Der Due-Diligence kommt im Rahmen von Unternehmenskäufen, aber auch bei Immobilientransaktionen oder Börsengängen eine zentrale Bedeutung zu. Als auf den Unternehmenskauf spezialisierter Anwalt ist dies ein Schwerpunkt der Beratungstätigkeit von 3Q|Law. Den Titel "Fachanwalt für Unternehmenskauf" oder "Fachanwalt für M&A" gibt es bislang nicht, so dass es vor allem auf die Spezialisierung und Praxiserfahrung im Bereich M&A ankommt.
Der Begriff „Due Diligence“ kommt aus dem anglo-amerikanischen Rechtskreis und bedeutet „erforderliche Sorgfalt“ bei der Überprüfung eines Unternehmens als potentielles Kaufobjekt. Der Sinn und Zweck einer Due Diligence Prüfung, die einzelnen Prüfungsgegenstände sowie die Notwendigkeit organisatorischer Maßnahmen lassen sich erst verstehen, wenn man die rechtlichen Rahmenbedingungen für Käufer und Verkäufer sowie für die handelnden Personen klar vor Augen hat.
M&A Anwalt Dr. Henning Jaques von 3Q|Law: Herausgeber und Autor des "Beck'sches Handbuch Unternehmenskauf im Mittelstand", 4. Aufl. 2025
Aus Sicht des Unternehmenskäufers bildet die Due Diligence die zentrale Entscheidungsgrundlage: Sie beantwortet nicht nur die Frage, ob der Kauf des Unternehmens überhaupt sinnvoll ist, sondern bei positiver Grundsatzentscheidung auch, welcher Kaufpreis angemessen ist, welche Transaktionsstruktur (Share Deal oder Asset Deal) wirtschaftlich optimal ist, welche Garantien, Freistellungen und Sicherheiten im Kaufvertrag erforderlich sind und welche Maßnahmen für die Integration des Zielunternehmens in die Erwerbergruppe notwendig werden.
Wird die Due Diligence unprofessionell durchgeführt, erhöht sich das Risiko von Käufer und dessen Management, ein mangelhaftes Unternehmen zu erwerben – und gleichzeitig die Anspruchsgrundlagen gegen den Verkäufer zu verlieren. Denn der Käufer, der trotz Durchführung einer Due Diligence bestimmte Risiken nicht erkannt hat, kann sich später nicht ohne Weiteres auf die Verletzung von Aufklärungspflichten berufen, wenn die entsprechenden Informationen im Datenraum verfügbar waren.

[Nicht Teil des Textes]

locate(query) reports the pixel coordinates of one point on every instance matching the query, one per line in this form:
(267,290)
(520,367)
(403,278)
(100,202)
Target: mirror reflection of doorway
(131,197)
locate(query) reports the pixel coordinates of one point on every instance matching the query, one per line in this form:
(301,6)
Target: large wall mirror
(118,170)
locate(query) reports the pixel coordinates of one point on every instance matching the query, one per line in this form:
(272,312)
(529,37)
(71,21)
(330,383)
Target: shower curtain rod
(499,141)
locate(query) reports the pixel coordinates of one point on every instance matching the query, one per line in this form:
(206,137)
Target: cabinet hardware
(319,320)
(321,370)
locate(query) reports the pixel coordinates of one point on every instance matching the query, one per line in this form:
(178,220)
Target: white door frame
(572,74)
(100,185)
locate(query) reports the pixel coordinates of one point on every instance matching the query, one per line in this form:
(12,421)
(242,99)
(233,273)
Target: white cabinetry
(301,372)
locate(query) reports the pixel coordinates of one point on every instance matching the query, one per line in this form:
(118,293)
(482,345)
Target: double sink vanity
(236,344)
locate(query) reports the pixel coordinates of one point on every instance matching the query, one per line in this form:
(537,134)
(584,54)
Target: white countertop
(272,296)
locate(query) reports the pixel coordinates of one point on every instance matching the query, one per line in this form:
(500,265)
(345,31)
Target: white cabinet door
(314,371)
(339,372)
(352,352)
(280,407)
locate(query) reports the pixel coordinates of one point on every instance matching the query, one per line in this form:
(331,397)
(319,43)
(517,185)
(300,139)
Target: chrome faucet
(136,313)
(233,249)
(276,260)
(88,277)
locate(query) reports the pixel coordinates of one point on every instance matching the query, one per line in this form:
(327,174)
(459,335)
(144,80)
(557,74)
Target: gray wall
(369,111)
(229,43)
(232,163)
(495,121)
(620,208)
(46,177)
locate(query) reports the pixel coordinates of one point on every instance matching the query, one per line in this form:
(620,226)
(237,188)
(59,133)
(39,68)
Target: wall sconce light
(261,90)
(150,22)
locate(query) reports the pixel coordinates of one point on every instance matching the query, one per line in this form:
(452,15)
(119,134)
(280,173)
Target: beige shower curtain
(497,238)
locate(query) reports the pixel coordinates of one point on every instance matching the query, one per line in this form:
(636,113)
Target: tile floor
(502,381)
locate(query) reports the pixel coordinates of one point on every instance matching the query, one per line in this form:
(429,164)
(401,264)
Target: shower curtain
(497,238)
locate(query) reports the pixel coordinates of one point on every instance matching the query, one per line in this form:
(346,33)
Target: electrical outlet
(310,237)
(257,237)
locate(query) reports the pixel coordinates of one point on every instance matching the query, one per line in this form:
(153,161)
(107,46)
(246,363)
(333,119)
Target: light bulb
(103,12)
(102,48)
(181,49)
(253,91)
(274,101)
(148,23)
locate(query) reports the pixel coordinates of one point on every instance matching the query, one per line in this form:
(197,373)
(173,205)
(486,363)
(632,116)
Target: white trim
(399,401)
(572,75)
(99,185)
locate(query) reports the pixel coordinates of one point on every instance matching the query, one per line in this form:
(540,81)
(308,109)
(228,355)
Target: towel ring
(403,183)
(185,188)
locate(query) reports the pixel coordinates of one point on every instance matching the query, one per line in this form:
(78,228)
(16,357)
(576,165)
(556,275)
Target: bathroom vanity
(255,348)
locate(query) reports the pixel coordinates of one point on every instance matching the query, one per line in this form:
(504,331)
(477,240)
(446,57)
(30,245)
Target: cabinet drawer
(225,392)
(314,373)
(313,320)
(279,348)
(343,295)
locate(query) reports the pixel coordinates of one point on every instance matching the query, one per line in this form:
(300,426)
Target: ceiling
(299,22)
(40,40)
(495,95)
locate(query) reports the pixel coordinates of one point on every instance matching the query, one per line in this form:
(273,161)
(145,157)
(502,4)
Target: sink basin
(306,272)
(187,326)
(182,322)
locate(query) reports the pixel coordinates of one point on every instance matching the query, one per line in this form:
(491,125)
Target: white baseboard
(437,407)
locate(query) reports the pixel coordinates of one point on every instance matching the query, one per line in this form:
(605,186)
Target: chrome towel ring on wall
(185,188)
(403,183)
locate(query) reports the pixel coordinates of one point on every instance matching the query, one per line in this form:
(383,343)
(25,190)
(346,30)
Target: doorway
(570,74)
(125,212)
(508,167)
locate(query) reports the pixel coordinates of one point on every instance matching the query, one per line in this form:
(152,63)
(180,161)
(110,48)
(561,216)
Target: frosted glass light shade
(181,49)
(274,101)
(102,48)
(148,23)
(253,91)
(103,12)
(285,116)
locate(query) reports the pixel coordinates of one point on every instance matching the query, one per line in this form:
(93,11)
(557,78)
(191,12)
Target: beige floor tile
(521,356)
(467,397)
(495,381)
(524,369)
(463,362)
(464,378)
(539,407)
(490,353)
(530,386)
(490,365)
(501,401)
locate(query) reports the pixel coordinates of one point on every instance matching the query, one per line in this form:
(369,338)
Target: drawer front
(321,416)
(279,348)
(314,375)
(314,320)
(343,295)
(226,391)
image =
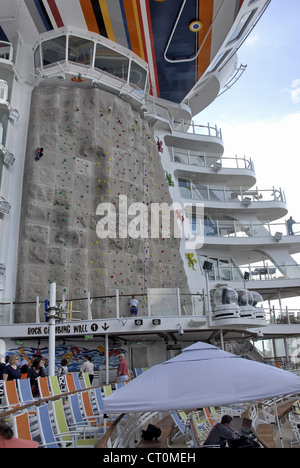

Aus Sicht des Verkäufers dient eine Vendor-Due-Diligence (Verkäufer-Due-Diligence) dazu, Defizite frühzeitig aufzuspüren und zu heilen, ein qualitativ hochwertiges Information-Memorandum erstellen zu können, den Datenraum strukturiert vorzubereiten und insbesondere den Vorwurf zu entkräften, der Verkäufer habe sog. "Angaben ins Blaue hinein" gemacht – was zur besonders praxisrelevanten Arglisthaftung führen kann. Dies Haftung kann auch nicht im Unternehmenskaufvertrag ausgeschlossen werden.
Die Due Diligence ist untrennbar mit den vorvertraglichen Aufklärungspflichten des Verkäufers verbunden. Im deutschen Kaufrecht gilt – anders als im anglo-amerikanischen Caveat-Emptor-Grundsatz – ein umfassendes System vorvertraglicher Pflichten: Der Verkäufer muss den Käufer über alle wertbildenden Umstände informieren, die für die Kaufentscheidung erheblich sind. Diese Aufklärungspflichten werden durch gezielte Fragen des Käufers verstärkt – jede nicht oder nicht vollständig beantwortete Frage kann zur Haftung führen.
Die entscheidende Frage ist, ob der Verkäufer seine Aufklärungspflichten allein dadurch erfüllt, dass er dem Käufer Zugang zum Datenraum gewährt. Nach der überwiegenden Auffassung reicht die bloße Bereitstellung eines Datenraums nicht aus: Der Verkäufer erfüllt seine Pflichten nur, wenn er die Informationen vollständig, wahrheitsgemäß und in einer Weise bereitstellt, die dem Käufer eine sinnvolle Prüfung ermöglicht. Die Strukturierung des Datenraums, die Qualität der bereitgestellten Unterlagen und die Beantwortung von Rückfragen im Q&A-Prozess sind daher nicht nur organisatorische, sondern auch haftungsrelevante Fragen.
Bei vorsätzlicher Täuschung oder arglistigem Verschweigen greift die Haftung des Verkäufers uneingeschränkt – vertragliche Haftungsbeschränkungen sind in diesen Fällen unwirksam. Besonders praxisrelevant sind die Fragen der Wissenszurechnung: Unter welchen Umständen wird dem Verkäufer das Wissen seiner Mitarbeiter, Berater oder der Geschäftsführung des Zielunternehmens zugerechnet? Die Rechtsprechung des BGH ist hier komplex und im Fluss – ein Themenfeld, das Dr. Jaques in seinem Handbuch auf über 80 Randnummern behandelt.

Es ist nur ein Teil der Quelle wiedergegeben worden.